Starting with the good news, apartment absorption proved solidly in positive territory during 3rd quarter. MPF Research's early estimate is that demand registered at roughly 70,000 units, taking total absorption during the first nine months of the year to around 125,000 apartments. While net move-outs are routine during 4th quarter, results seen so far in 2009 place the country on a pace to absorb some 75,000 to 100,000 units for the calendar year, quite a comeback from the net move-outs tallied at approximately 170,000 units during calendar 2008.

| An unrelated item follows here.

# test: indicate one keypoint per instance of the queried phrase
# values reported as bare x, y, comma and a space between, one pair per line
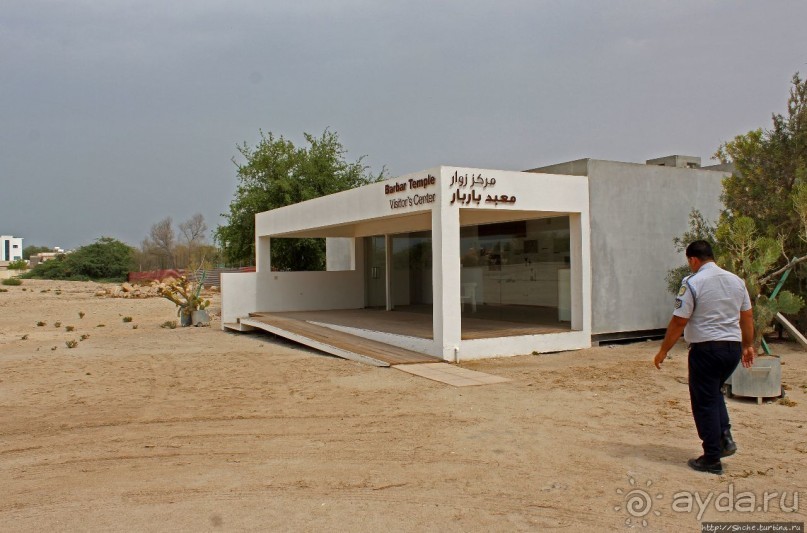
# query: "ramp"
334, 342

On net, virtually all of this demand is being captured by top-tier product, primarily recent completions moving through the initial lease-up process. Resident loss continues in the middle of the market and at the bottom end, though net move-outs in those sectors are slowing from the levels seen in late 2008 and early 2009.
Demand realized during 3rd quarter was strong enough to boost occupancy by 0.3 points from the mid-year result, according to preliminary figures. That quarterly bump places the U.S. apartment occupancy rate at 92.2 percent. While the fall 2009 occupancy rate trails the year-earlier showing by 1.6 points, all of that annual loss actually occurred during 2008's 4th quarter.
Metro-level occupancy leaders as of September are the usual suspects: the Bay Area markets, Boston, the New York and Northern New Jersey region, Pittsburgh and San Diego. Bottom-tier occupancy performers continue to include places like Phoenix, Las Vegas and Atlanta. The two mega-markets in Texas — Houston and Dallas — now are recording some fairly notable deterioration, as job losses are starting to mount in these latecomers to recession at the same time that lots of new supply continues to pour on stream.
The bad news remained focused on rent performances during 3rd quarter. Measuring change on a same-store basis, effective rents that take into account the impact of concessions were off 4.1 percent in the preliminary calculations for the year-ending September. Whereas all the annual loss in occupancy occurred during late 2008, the annual rent cuts primarily reflect prices slashed during 2009, with another round of sizable reductions occurring specifically during 3rd quarter.
We're down to just a handful of metros posting even the slightest rent growth during the past year, with that list including Pittsburgh, Norfolk, El Paso and Columbus. (Louisville, Oklahoma City and Albuquerque probably make the grade as well, but their survey samples still need a little clean up.) In contrast, effective rents are off about 13 percent from year-ago levels in New York and by 10 to 11 percent in San Jose and Seattle. Metros recording rent losses of roughly 7 to 9 percent include Austin, Greenville, Las Vegas, Los Angeles, Oakland, Orange County, Phoenix, Sacramento, Salt Lake City and San Francisco.
Considering losses in both occupancy and rents since the start of the recession at the end of 2007, revenues for U.S. apartments have dropped about 7 percent so far. That figure should get to between 8 and 9 percent by the time we reach the end of 2009 and probably will near 11 percent by the time apartment market fundamentals bottom during 2010.